She said, I'm concerned about being a target of deed fraud if we pay off our mortgage.
If we keep our current mortgage, the bank would have to notify us if someone tried to take out a second mortgage to steal our equity.
We're both in our 70s.
I am retired and my husband plans to retire soon.
The balance on the mortgage is $48,000 and we have the funds to take out of our 401K to pay it off.
What should we do?
Wow.
Okay, well, I mean, deed fraud, it does exist, but I'm not going to be so paranoid that I keep my mortgage around for it.
To do it.
Right.
Because you can always, you know, if God forbid that happened, it's not super common.
More when you're like, you know, buying homes, I get sure the deed's, you know, good.
And I don't know.
There's something you can do.
We bought a home recently.
We got owner's title insurance, which protects you against that.
Yes.
So if you're worried about it, I would look into one of those policies.
Yeah, to do that.
And you can sign up with your county and get deed alerts as well.
So that's also one way to protect against it.
Yeah, and you can also, you know, if it did happen, God forbid, you're not going to be on the line for it because it's fraud.
And so you can go through the bank and, you know, maybe some, I don't know, lawsuits.
But at the end of the day, you're not going to have to owe it because it's fraud at that point.
Yeah.
So I wouldn't be so worried that I avoid paying my house off.
That's wild.
You're in your 70s.
There's a much more risk with this mortgage hanging around than there is that you guys,
experienced deed fraud.
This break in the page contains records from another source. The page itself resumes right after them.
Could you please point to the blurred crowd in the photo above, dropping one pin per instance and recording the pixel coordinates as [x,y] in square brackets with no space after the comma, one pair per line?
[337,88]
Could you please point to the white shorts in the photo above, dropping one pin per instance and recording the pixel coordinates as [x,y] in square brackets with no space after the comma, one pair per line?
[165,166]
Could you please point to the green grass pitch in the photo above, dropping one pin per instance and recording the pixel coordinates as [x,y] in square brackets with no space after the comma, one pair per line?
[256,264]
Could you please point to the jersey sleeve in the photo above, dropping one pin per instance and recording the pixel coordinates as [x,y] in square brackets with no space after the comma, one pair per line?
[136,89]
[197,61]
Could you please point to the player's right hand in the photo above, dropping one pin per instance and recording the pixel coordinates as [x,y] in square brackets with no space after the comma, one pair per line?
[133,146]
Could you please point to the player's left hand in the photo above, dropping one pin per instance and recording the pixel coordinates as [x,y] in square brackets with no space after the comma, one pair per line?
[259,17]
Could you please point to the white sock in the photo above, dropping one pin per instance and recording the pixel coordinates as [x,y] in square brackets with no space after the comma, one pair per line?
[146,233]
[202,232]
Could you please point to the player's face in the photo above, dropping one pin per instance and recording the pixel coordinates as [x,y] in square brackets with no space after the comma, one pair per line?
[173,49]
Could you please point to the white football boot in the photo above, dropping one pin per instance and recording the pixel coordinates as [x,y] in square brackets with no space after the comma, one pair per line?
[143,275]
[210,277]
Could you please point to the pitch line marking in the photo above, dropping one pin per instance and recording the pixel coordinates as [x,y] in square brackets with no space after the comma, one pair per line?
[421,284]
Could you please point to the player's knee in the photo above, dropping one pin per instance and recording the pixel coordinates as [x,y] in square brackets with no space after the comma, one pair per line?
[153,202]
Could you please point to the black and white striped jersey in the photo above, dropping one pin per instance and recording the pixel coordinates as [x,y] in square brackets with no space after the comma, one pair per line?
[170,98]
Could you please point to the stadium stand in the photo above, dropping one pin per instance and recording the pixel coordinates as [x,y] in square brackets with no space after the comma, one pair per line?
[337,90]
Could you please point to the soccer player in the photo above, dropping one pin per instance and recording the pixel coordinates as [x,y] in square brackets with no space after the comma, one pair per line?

So I wouldn't worry about that. I would just pay it off and do your due
diligence to stay protected. You know, freeze your credit, check the records with your county regularly,
get the owner title insurance if you can, all of that good stuff. But it's a good question,
and it's a valid concern. So thank you for that. Alan is in Colorado up next. What's going on,
Alan?
Thank you for taking my call. I have a question about a 529 account that my wife and I have for our son.
when he is finished with college, which is just a couple of years down the road,
there'll be approximately 120,000 left in the 529 account.
Oh, wow.
Way to go.
I haven't.
Yeah, yeah, it's pretty strong.
I have an opinion of what to do with it, but I was just curious to get y'all's take.
How old is the 529?
When did you open it?
Oh, boy.
Our son is 20.
So let's say 20 years ago.
Oh, great.
I was going to say there's the, with the new Secure 2.0 Act,
can roll over up to 35 grand if it's been open for 15 years. You know, you can use that periodically.
You can't do all 35 at once, but up to the Roth IRA limit, you can start funding that. So that's
one option. Yeah, do you have other kids, Alan?
No, we don't. You don't. Okay. It's just this. Yeah. Well, if you do that, you know,
that's 35 out. So you got about, what, 85 or so, 95 left? You said you had a plan already.
I'm curious as to what you wanted to do.
So my thought is, is keep it. Keep the 529. We're the guardian of it. Put it in his name. He's an adult now. But don't let him touch it. Just have it be there, so it's generational. You know, when his kids are ready to go to college, that's going to be a pretty large sum. When his kids get ready to go to college, it'll be astronomical. It's something that you can really just leave.
That's true. A lot of people don't think about that. It becomes like an endowment basically for your own family, generational wealth, that no one ever goes into debt for education. And that's personally what I'm doing? A lot of people go, well, I don't want to overfund it because what if they don't go to college? And I go, if I overfund it, they're going to love old great, great grandpa George for setting up this 529 many moons ago. And can I do some math for you? Your kid is 20, right?
He's 20. So let's say he has a kid at what, 25? Is that fair?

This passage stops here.